What are you trying to achieve?
If you're sending "unique" events to the HEC, or you're running UFs on "unique" logs, you'll never get duplicate "records when indexing".
It sounds like you (perhaps routinely?) resend the same data to your aggregation platform - which is not a problem with the aggregator, but with your sending process.
Almost like you're doing a MySQL/PostgreSQL "insert if not exists" operation. If that is a correct understanding of your situation, based on your statement
We currently use "document id" in ElasticSearch to deduplicate records when indexing:
https://www.elastic.co/guide/en/elasticsearch/reference/current/docs-index_.html
We generate the id using hash of the content of the each log-record.
then you need to evaluate what is going "wrong" in your sending process that you feel you need to pre-clean the data before ingesting it.
It is true that Splunk won't "deduplicate records when indexing" - because it presumes the data coming-in to be 'correct' from whatever is submitting it.
How are you getting duplicate data in the first place?
Fields in Splunk which begin with the underscore (eg _time
, _cd
, etc) are not editable/sendable - they're generated by Splunk when it receives data.
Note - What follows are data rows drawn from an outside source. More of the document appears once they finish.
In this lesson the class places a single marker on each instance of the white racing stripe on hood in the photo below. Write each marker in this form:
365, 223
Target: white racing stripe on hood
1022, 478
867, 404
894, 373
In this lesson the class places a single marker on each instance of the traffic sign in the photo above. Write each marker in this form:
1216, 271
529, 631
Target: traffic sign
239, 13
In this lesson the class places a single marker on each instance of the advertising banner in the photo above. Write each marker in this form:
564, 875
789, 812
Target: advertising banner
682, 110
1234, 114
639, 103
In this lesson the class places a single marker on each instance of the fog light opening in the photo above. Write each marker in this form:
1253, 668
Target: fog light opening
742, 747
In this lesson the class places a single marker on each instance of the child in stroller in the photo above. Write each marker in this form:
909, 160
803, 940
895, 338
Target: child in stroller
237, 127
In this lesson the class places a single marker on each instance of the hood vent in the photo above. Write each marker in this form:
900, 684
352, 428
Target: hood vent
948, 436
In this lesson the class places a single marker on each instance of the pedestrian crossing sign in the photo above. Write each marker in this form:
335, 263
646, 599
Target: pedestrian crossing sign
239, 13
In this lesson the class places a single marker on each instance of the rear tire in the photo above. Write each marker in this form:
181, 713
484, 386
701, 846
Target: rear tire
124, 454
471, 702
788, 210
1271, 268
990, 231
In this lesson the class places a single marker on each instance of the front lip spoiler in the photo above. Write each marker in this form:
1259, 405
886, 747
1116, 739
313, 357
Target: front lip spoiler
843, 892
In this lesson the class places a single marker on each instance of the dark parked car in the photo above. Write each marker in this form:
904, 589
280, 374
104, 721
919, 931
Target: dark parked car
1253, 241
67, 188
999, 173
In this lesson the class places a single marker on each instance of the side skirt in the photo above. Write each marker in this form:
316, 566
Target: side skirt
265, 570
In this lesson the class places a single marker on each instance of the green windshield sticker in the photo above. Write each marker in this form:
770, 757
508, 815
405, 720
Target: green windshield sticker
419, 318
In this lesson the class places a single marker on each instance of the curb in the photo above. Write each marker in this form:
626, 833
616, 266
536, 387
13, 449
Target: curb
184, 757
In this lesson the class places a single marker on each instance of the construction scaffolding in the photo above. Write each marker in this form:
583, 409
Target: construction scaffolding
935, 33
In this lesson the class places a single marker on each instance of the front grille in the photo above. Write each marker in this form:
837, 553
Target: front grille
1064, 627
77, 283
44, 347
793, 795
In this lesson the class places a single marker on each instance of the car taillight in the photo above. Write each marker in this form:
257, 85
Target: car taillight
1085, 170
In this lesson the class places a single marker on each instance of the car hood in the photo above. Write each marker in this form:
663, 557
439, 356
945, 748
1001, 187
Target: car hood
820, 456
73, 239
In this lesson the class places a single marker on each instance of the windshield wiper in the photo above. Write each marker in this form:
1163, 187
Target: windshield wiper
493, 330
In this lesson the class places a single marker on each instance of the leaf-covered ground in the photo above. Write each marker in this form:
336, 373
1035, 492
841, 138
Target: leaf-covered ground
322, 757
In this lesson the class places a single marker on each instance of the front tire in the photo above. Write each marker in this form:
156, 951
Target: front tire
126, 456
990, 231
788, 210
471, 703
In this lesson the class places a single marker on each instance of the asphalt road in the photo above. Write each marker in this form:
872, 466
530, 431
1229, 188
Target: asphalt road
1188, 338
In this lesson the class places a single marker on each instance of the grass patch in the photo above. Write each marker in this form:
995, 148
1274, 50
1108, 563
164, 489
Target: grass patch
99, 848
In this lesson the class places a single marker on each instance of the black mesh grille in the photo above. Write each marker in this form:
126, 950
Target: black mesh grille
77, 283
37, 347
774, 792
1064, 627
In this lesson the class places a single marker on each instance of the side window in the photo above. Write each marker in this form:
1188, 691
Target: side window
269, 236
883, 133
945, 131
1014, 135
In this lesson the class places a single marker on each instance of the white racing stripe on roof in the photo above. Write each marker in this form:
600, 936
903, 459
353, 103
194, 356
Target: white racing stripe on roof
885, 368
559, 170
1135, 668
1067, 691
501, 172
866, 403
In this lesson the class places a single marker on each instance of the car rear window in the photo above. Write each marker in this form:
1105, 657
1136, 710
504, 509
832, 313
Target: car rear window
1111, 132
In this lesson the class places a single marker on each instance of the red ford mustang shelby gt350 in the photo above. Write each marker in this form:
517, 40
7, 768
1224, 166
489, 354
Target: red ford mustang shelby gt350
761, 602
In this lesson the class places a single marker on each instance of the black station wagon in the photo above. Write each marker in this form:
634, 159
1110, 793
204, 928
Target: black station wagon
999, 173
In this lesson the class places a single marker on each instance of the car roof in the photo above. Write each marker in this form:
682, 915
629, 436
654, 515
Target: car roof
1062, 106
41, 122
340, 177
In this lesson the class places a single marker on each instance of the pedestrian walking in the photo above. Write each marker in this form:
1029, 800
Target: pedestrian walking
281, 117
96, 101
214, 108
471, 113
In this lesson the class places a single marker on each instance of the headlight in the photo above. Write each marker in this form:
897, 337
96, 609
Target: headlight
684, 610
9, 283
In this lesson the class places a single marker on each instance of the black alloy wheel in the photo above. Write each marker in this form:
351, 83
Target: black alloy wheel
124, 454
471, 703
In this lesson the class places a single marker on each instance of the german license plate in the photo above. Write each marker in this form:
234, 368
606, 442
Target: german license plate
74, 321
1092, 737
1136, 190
IOW, they're all internal fields. Searchable. Usable. But not overrideable.
If you really have a problem with [lots of/too much] duplicate data, and there is no way to fix your sending process[es], then you'll need to rely on deduplication operations in SPL when searching for/reporting on whatever you've ingested (primarily by using stats
and, when absolutely necessary/unavoidable, dedup
).